Wednesday, 30 December 2015

[Part I: 5 Days in Northern Thailand] Chiang Mai - Pang Mapha - Pai - Mae Hong Son

I took a short trip to Northern Thailand for 5 days earlier this month with my friend F. It was a much, much needed holiday from the life-sucking machine that is called work. 

It was, however, a very poorly planned trip (i.e. we only decided on going for the Northwestern route instead of the Northeastern side the night when we arrived in Chiang Mai) and you'd get to see why through the post. 

Nevertheless, I managed to get a good fix of nature, adrenaline and misadventures. And here we go!


DAY 0: Reaching Chiang Mai

The domestic flight from BKK to Chiang Mai was delayed for an hour without any explanation, and it had me irritated panning myself around the gate while the Thais were just super chilled, reading their papers and all. That's the defining moment that I realized that I have left Singapore and reached in Thailand, Land of Sabai Sabai

The Old City of Chiang Mai is very near to the airport. We chose to walk, but you can always get a tuk tuk from the airport at 60B each.There were a lot of bars and eateries still opened when we reached around 11pm, so dont worry about food. 

But it doesn't mean you should take your own sweet time to get to your guesthouse.

LESSON #1: Always tell your hosts your check in time +/- 2 hours and arrange for passing of keys especially if you are reaching at night. 

Otherwise, you could try:

1) Shouting "ANYBODY IN??" x10 outside the locked door
2) Forcing open the door and failing
3) Getting the host's number from the neighbour and failing to get through
4) Thinking about finding another accommodation but deciding not to cos you've already paid the deposit 
5) Explaining to the guest who happened to be returning back and asking her to let you in
6) Digging through the reception's desk and drawers to find your room key (Not Advisable)
7) Leaving a note explaining everything (but just briefly mentioned about the digging through their drawers part) to the hosts when they come back the next morning. 

Anyone who briefly knows my soul, knows that Somtham (Thai Green Papaya / Mango Salad) is my spirit animal.
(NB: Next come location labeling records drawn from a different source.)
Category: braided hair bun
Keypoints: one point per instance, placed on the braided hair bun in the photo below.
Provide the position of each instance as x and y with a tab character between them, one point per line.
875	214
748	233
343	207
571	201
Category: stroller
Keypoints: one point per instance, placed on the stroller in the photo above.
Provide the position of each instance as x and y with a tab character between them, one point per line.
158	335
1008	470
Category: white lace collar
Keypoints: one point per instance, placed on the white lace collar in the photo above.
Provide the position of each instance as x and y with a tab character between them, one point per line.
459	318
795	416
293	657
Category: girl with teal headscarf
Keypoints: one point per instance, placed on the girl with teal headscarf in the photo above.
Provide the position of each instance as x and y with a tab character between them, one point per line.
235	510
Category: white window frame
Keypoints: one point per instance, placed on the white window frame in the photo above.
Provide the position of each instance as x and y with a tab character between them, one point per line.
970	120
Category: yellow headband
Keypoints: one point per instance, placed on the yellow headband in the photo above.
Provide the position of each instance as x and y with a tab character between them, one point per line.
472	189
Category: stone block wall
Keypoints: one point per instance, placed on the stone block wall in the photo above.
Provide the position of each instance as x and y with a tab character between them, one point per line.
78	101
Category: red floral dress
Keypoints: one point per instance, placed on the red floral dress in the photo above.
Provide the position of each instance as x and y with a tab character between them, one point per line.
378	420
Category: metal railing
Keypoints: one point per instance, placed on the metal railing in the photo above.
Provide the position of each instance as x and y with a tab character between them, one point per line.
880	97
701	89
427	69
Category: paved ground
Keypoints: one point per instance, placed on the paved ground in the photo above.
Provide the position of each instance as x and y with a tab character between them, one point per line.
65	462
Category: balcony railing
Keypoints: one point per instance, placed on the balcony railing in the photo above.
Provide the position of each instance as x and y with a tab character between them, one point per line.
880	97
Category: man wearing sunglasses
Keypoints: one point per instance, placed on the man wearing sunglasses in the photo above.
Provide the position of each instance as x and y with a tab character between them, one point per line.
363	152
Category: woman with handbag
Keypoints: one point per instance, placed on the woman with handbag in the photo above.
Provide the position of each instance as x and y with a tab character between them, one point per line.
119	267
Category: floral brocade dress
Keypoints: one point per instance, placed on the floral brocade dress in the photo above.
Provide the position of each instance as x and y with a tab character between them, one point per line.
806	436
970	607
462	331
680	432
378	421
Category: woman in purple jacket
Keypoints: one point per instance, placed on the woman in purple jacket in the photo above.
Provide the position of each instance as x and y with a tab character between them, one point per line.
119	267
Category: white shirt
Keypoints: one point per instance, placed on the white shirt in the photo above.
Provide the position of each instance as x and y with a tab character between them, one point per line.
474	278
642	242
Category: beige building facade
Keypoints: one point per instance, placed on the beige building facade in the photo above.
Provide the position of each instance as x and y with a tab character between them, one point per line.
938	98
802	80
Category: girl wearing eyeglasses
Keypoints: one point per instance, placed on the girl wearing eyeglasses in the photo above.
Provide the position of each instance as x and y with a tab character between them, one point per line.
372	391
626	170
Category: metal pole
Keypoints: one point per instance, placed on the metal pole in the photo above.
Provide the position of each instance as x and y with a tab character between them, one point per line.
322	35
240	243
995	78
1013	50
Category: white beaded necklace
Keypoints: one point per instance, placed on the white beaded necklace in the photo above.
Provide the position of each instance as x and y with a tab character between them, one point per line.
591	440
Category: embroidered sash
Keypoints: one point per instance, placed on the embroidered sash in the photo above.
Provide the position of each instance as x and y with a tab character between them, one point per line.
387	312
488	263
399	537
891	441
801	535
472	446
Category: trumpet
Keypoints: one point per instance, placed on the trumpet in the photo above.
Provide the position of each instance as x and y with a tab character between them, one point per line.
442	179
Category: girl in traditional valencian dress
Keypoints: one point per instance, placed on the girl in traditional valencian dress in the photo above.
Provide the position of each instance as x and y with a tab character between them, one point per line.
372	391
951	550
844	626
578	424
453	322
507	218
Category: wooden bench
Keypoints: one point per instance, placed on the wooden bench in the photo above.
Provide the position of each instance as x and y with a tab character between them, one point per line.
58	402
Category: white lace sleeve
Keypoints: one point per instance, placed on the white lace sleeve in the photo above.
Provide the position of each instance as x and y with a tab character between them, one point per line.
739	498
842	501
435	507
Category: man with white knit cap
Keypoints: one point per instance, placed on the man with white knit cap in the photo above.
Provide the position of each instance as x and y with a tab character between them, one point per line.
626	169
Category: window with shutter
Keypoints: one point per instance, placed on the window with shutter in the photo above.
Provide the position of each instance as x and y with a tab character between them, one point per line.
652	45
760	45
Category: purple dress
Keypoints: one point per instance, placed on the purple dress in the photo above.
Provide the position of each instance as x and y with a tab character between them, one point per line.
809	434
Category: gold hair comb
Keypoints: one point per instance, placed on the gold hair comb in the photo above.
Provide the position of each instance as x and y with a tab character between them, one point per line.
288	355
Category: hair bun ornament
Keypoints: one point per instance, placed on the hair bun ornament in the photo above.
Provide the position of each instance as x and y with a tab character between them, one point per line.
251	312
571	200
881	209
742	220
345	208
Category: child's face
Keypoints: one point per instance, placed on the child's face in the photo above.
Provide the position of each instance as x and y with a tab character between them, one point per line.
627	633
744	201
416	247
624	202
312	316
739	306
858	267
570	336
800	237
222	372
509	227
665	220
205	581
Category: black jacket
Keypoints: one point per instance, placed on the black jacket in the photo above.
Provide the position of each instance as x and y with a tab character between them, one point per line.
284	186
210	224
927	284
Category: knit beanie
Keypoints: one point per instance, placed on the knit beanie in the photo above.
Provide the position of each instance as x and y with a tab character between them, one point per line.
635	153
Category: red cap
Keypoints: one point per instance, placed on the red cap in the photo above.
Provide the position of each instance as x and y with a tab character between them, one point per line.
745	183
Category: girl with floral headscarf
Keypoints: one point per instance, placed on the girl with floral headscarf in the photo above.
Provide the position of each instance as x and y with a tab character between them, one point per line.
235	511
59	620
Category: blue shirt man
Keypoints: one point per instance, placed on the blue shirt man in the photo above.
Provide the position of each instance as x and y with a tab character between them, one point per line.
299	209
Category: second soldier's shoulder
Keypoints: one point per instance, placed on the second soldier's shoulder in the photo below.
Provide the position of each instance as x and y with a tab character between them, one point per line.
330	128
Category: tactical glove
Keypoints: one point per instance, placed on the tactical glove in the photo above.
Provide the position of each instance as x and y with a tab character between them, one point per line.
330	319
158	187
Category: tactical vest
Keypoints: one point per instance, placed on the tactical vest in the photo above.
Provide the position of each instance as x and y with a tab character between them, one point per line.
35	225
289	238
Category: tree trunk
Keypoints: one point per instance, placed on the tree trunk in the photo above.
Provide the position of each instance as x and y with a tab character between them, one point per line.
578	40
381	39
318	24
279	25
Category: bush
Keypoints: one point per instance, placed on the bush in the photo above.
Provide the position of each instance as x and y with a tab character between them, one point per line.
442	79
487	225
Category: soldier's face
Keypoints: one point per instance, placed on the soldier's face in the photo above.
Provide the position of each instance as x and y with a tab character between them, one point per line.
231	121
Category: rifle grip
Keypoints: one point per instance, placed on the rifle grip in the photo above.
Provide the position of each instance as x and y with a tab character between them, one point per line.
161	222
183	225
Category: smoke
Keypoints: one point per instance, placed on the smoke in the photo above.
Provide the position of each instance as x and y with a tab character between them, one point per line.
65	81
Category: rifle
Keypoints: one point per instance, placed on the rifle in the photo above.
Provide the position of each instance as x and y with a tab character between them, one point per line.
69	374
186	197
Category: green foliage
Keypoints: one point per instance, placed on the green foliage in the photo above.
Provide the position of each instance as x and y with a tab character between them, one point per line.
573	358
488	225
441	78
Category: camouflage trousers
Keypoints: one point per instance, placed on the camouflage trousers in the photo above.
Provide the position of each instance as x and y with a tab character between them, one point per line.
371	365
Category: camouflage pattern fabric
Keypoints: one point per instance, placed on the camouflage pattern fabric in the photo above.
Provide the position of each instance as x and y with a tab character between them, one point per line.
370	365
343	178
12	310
So it's a no-brainer to guess what is the first thing I bought. But there's also when I had my Lesson #2.

LESSON #2: Always make a small marking on your money, particularly the big notes.

Even up till now, I still think I've given the Somtham seller a 1000B note though he insisted that I only gave 100B. Even though there was indeed no 1000B note in his money basket, I still find it suspicious because I don't remember having any 100B note with me in the first place. I gave him the benefit of doubt my stupidity this round, but I went back that night and marked every single 1000B note I had. Nobody is gonna fool me twice.

DAY 1: Around Chiang Mai

The Old City of Chiang Mai is still dynamic place, where you literally see the old and new / East and West culture collides. Lot of temples, eateries and cafes to keep you occupy for a good half of the day. 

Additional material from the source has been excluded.